We just got this press release about an important conference on Newport.
Two of the best-known publishers of energy newsletters, Sam Spencer, who publishes Smart Grid Today and Power Markets Today and Llewellyn King, who founded The Energy Daily and produces and hosts White House Chronicle, on PBS, are teaming up with the Pell Center at Salve Regina University on a comprehensive conference on cybersecurity in the utility industry.
“Grid cybersecurity is one of the critical frontiers in the security of the U.S. infrastructure system,” King said.
The conference will be held Sept. 26-29, 2016 at Salve Regina University in Newport. “In this scholarly setting the industry can learn best practices; cybersecurity vendors and others can get down to granular issues that aren’t easily discussed in the office setting,” Spencer said.
The “Newport Conference” will bring together utility IT officers, managers, first responder teams as well as vendors of firewalls, alarms and other security systems for utilities.
“The utility industry is undergoing great changes in its structure. It is being reshaped by disruptive technologies, environmental pressures and social expectations.
“More and more, the old grid is giving way to the new grid in a sophisticated, computer-dominated world where the enemy could be in any line of code, any weak link in the industry,” Spencer said.
King added: “The first goal of modern warfare is to take out the electrical supply, and the rest follows from there. As a result, those who wish to do harm to a country — and to the United States, in particular — are aware that without electricity, a great nation is paralyzed.”

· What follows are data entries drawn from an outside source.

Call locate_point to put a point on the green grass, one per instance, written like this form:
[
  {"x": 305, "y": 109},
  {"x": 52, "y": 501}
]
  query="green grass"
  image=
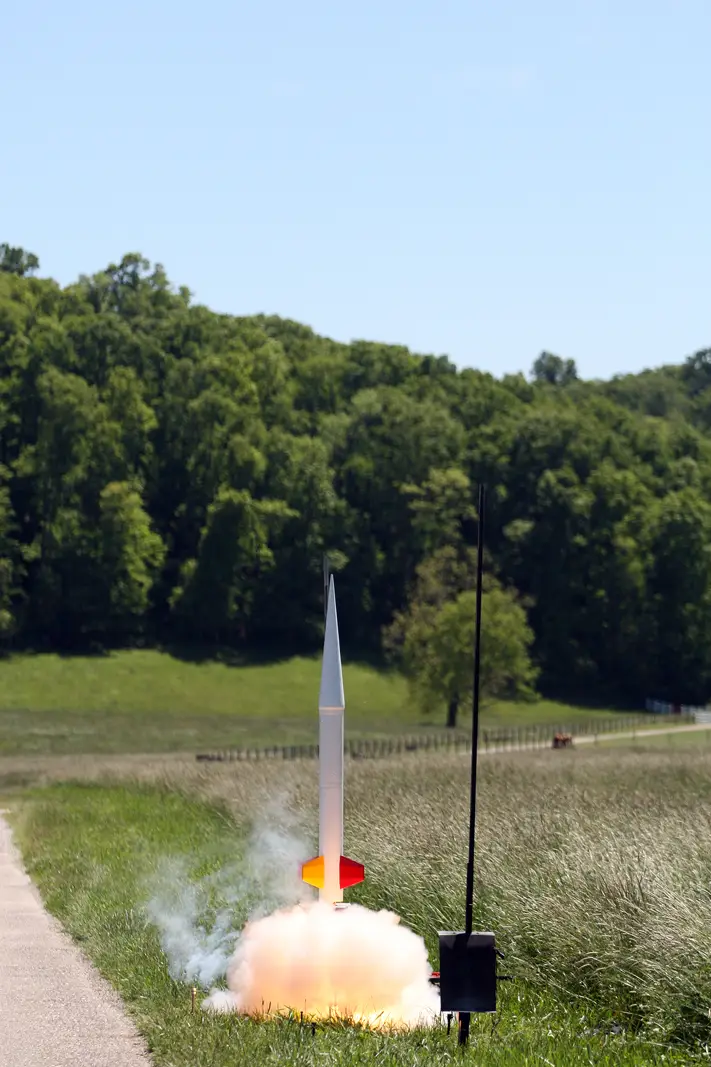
[
  {"x": 593, "y": 868},
  {"x": 148, "y": 701},
  {"x": 698, "y": 741}
]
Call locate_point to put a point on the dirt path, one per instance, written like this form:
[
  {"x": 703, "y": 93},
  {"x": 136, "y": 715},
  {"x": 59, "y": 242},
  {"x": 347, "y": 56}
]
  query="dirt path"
[{"x": 56, "y": 1010}]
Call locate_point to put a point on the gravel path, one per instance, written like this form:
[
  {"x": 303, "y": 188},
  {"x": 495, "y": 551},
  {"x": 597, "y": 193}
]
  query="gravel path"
[{"x": 56, "y": 1010}]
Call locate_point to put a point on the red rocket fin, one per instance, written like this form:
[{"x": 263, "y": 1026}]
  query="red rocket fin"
[
  {"x": 350, "y": 873},
  {"x": 312, "y": 872}
]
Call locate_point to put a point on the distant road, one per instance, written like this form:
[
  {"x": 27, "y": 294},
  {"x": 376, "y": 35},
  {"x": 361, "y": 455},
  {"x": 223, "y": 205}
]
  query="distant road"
[{"x": 593, "y": 738}]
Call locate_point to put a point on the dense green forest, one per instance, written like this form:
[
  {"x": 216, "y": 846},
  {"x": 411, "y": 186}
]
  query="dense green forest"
[{"x": 173, "y": 475}]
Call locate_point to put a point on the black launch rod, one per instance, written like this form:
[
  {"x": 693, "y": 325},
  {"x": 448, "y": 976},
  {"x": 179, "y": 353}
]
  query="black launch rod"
[
  {"x": 327, "y": 577},
  {"x": 464, "y": 1017}
]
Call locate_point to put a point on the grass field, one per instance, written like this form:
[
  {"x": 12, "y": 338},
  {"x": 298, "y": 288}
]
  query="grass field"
[
  {"x": 594, "y": 869},
  {"x": 147, "y": 701}
]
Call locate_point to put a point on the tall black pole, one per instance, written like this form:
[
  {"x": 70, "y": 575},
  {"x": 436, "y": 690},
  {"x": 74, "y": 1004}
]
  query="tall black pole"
[{"x": 464, "y": 1017}]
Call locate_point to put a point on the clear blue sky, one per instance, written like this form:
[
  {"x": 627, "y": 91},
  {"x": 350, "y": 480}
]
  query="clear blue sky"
[{"x": 482, "y": 179}]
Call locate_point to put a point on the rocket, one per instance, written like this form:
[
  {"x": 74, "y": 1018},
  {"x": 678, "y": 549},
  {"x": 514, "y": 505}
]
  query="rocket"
[{"x": 331, "y": 872}]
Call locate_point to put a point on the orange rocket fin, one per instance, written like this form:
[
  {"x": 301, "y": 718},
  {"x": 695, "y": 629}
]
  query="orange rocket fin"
[
  {"x": 314, "y": 872},
  {"x": 350, "y": 873}
]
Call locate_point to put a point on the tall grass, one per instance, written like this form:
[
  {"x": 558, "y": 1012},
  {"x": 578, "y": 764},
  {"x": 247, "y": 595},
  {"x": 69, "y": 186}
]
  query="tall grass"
[{"x": 593, "y": 868}]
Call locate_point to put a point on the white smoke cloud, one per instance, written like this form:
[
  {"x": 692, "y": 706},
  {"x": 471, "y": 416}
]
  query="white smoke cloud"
[
  {"x": 257, "y": 923},
  {"x": 199, "y": 921},
  {"x": 349, "y": 962}
]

He said that he saw the precursor to this kind of havoc back in 1965, when most of the Northeast went dark. That was incredible but today, with more reliance on electricity throughout the life of the nation, things would be even worse.
King and Spencer said enemies, both state and non-state (like ISIS), are hard at work probing our cyber-defenses, seeking weakness and waiting to strike.
“We want to advance the understanding of the threat as well as to ensure that the best practices in cybersecurity are being followed as the grid itself changes into something new and even more electronically interconnected than in the past,” they said.